Even if you don’t need to do anything for FTB, you may still need to act for CCS, as they are balanced separately.
Balancing Timeline and Processing Delays
Payment Type | Balancing Starts | Important Notes |
---|---|---|
Family Tax Benefit (FTB) | Early July 2025 | Based on tax return or income declaration |
Child Care Subsidy (CCS) | Mid-August 2025 | Requires info from childcare providers |
ATO may take up to 28 days to provide final income details to Centrelink. It’s advised not to call for updates — instead, track progress via your Centrelink app or online account.
Separated? Here’s What to Know
If you’ve separated, Centrelink still needs to balance both your and your ex-partner’s income. Fortunately, you are not required to contact your ex-partner directly. You can call Centrelink at 136 150 to handle this part of the process.
Worried About Owing a Debt?
Centrelink encourages people not to panic.

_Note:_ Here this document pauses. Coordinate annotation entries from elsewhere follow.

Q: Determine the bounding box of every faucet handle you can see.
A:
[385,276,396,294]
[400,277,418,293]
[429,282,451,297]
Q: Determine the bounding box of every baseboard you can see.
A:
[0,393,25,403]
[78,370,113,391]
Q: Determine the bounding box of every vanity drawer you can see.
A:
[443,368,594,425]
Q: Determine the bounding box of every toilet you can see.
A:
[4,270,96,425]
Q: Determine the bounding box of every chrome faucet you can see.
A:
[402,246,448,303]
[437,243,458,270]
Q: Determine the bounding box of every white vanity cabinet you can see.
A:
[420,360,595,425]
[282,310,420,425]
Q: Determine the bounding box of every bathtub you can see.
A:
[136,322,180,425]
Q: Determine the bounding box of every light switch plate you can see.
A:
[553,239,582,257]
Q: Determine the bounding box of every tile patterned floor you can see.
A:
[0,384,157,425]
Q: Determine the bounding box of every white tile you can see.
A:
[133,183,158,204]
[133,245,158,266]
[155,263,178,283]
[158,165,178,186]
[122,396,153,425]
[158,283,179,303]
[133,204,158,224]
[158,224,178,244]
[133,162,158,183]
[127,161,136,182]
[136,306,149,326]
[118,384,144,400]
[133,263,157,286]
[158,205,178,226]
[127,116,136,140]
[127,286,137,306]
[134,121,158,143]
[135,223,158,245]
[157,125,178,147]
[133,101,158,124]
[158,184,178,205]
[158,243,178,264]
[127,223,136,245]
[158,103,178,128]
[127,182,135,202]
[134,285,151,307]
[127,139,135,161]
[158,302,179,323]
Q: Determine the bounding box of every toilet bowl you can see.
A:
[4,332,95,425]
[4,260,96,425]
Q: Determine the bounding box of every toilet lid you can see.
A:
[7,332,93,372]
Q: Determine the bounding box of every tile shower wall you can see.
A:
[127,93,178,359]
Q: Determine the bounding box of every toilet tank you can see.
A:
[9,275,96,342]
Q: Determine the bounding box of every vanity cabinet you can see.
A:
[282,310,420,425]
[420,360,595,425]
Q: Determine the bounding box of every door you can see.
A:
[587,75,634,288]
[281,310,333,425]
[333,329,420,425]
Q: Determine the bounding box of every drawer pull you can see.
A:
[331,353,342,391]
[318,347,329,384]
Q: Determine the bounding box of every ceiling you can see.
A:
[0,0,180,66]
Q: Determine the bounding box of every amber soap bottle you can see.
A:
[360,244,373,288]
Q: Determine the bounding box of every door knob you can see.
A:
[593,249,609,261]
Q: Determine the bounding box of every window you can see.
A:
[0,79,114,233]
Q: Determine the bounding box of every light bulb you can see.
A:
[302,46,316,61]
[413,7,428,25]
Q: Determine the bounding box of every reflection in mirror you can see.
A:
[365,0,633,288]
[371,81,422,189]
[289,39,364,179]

If an overpayment occurred:
- You’ll receive a notification via myGov inbox or post
- Any top-ups or supplements may be used to reduce your debt
- Repayment plans can be arranged in case of financial difficulty
If you have a repayment plan already in place, it doesn’t exempt you from balancing deductions — but Centrelink will still work with you.
How to Avoid a Debt Next Year
Here’s how you can stay in control of your Centrelink payments:
- Keep your income estimate updated during the year
- Choose the right FTB payment option (full, partial, or none)
- Increase the CCS withholding percentage through your online account (default is 5%)
By keeping your details up-to-date and adjusting withholdings, you increase your chances of receiving a top-up instead of an overpayment notice.
Centrelink’s annual balancing process is a routine but critical step in ensuring that families receive accurate government support.
While it can result in a pleasant cash boost, it may also highlight an overpayment that needs to be addressed.
Staying informed, proactive, and up-to-date with your income and payment options is the best way to avoid debt and maximize your benefits in the next financial year.
FAQs
What is Centrelink’s balancing process?
It’s a yearly income review where Centrelink compares your estimated and actual income to adjust Family Tax Benefit or Child Care Subsidy.
When does balancing begin for FTB and CCS?
Balancing for FTB starts in July, while CCS balancing begins mid-August, after receiving data from childcare providers.
What if I get a debt letter from Centrelink?
Don’t worry. Centrelink offers repayment plans and can apply any supplements or top-ups toward the balance you owe.